Here are some of the other reactions from nonprofit leaders, compiled by the Chronicle’s staff.
“We will vehemently fight any effort to pass a national abortion ban, to stop the provision of medication abortion by mail, to block women from crossing state lines to get care, [and] to dismantle U.N. protections for reproductive rights and progress made at the national level in countries around the world.
— Nancy Northup, president and CEO, Center for Reproductive Rights
“American women rejected the woke nonsense that has hurt our country so much. And today they voted for a leader to lead that effort.

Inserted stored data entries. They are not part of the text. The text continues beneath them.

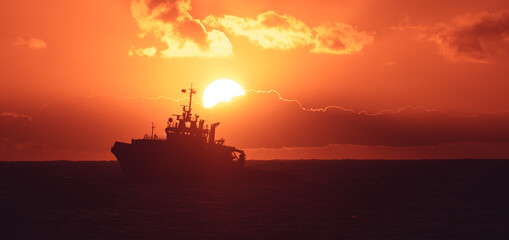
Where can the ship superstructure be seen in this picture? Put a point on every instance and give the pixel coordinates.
(189, 151)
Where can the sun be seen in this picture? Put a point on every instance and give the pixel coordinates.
(222, 90)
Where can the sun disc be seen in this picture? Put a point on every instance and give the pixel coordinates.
(222, 90)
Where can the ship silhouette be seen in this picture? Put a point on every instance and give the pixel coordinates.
(189, 152)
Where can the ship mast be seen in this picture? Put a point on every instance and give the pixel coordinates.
(188, 111)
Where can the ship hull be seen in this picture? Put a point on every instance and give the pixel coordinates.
(160, 160)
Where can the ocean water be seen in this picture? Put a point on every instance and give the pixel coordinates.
(347, 199)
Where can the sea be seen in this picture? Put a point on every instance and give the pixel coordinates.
(321, 199)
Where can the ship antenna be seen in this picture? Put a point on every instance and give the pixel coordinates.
(153, 130)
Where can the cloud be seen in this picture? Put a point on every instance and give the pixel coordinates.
(340, 38)
(170, 22)
(34, 43)
(269, 30)
(149, 52)
(456, 150)
(275, 31)
(257, 120)
(282, 122)
(479, 37)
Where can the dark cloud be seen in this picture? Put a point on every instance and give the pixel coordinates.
(281, 123)
(474, 37)
(256, 120)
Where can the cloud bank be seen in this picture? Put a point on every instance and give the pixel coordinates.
(476, 37)
(170, 22)
(259, 120)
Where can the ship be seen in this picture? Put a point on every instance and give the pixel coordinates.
(189, 152)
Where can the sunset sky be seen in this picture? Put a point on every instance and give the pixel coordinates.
(323, 79)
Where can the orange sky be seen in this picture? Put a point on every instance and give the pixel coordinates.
(405, 79)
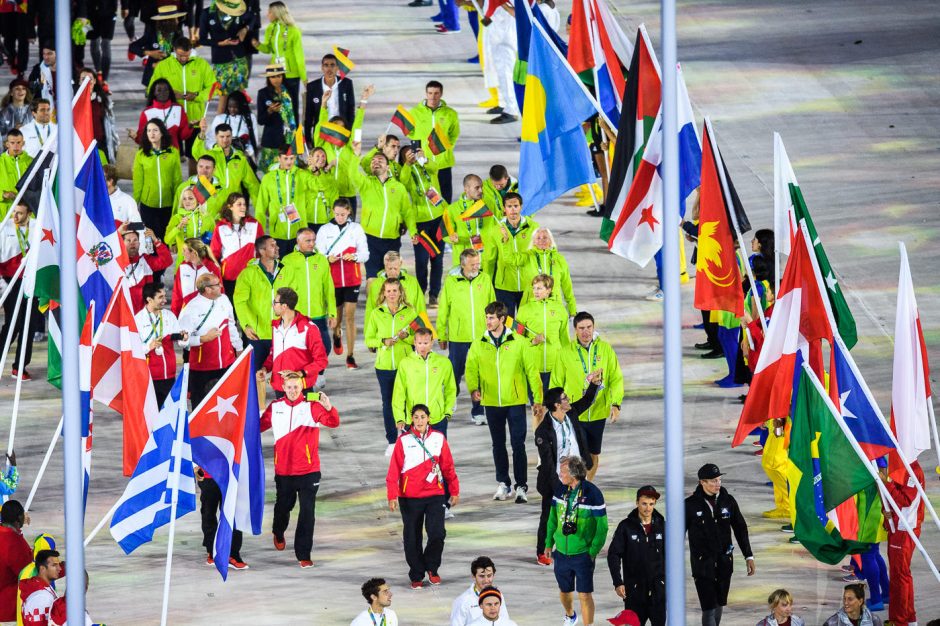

— Penny Nance, president and CEO Concerned Women for America
“Now the work begins to dismantle the pro-abortion policies of the Biden-Harris administration. President Trump’s first-term pro-life accomplishments are the baseline for his second term. In the long term, GOP pro-life resolve must be strengthened and centered on the unalienable right to life for unborn children that exists under the 14th Amendment.
— Marjorie Dannenfelser, president, Susan B. Anthony Pro-Life America
“We need to organize and build cross-community solidarity. We need to fund and resource grassroots organizers. We need to transform institutions and policies to become racially equitable. We need to hold each other, especially the most vulnerable, closely, with care, love, and hope. And despite the fires around us, we need to believe in a shared vision of a racially just world, one that is possible in this lifetime.”
— Nikko Viquiera, deputy senior vice president of programs, Race Forward, on LinkedIn
“Together, we will fight the fascist President-elect and his racist deportation agenda every step of the way.”
— New York Immigration Coalition, on X
“We look forward to this historic term, during which President Trump has an opportunity to make America great, healthy, safe, and prosperous once again. The entire conservative movement stands united behind him as he prepares to secure our wide-open border, restore the rule of law, put parents back in charge of their children’s education, restore America to its proper place as a leader in manufacturing, put families and children first, and dismantle the deep state.”
— Kevin Roberts, president, Heritage Foundation, on X
“We must act immediately to resist Project 2025. Here’s what we know right now: Project 2025 will be felt first and hardest at the state and local levels, directly targeting the rights and security of communities of color, LGBTQ+ communities, immigrants, women, and especially everyone at every intersection of these groups. If we can preserve the reach grassroots leaders built during the election cycle, we can build a national movement to resist authoritarianism.”
— Tides Foundation, on LinkedIn
“Donald Trump heading back to the White House won’t be a death knell to the clean energy transition that has rapidly picked up pace these last four years. Both Republican-led and Democratic-led states are seeing the benefits of wind, solar, and battery manufacturing and deployment thanks to the billions of dollars of investments unleashed by the Bipartisan Infrastructure Law and the Inflation Reduction Act. Governors and representatives in Congress on both sides of the aisle have come to recognize that clean energy is a huge moneymaker and a job creator. President Trump will face a bipartisan wall of opposition if he attempts to rip away clean energy incentives now.
— Dan Lashof, U.S. director, World Resources Institute
“Donald Trump’s first term as president was marked by bigotry, xenophobia, white supremacist rhetoric, and extensive human rights violations. ... We are ready to hold the second Trump administration accountable to international human rights obligations. We will never give up fighting for human rights.”
— Amnesty International
“Trump and his allies told us what he plans to do: mass deportations, ending birthright citizenship, ending the right to public education for immigrant children, internment camps, and using the military to hunt down immigrants. We should take him at his word.”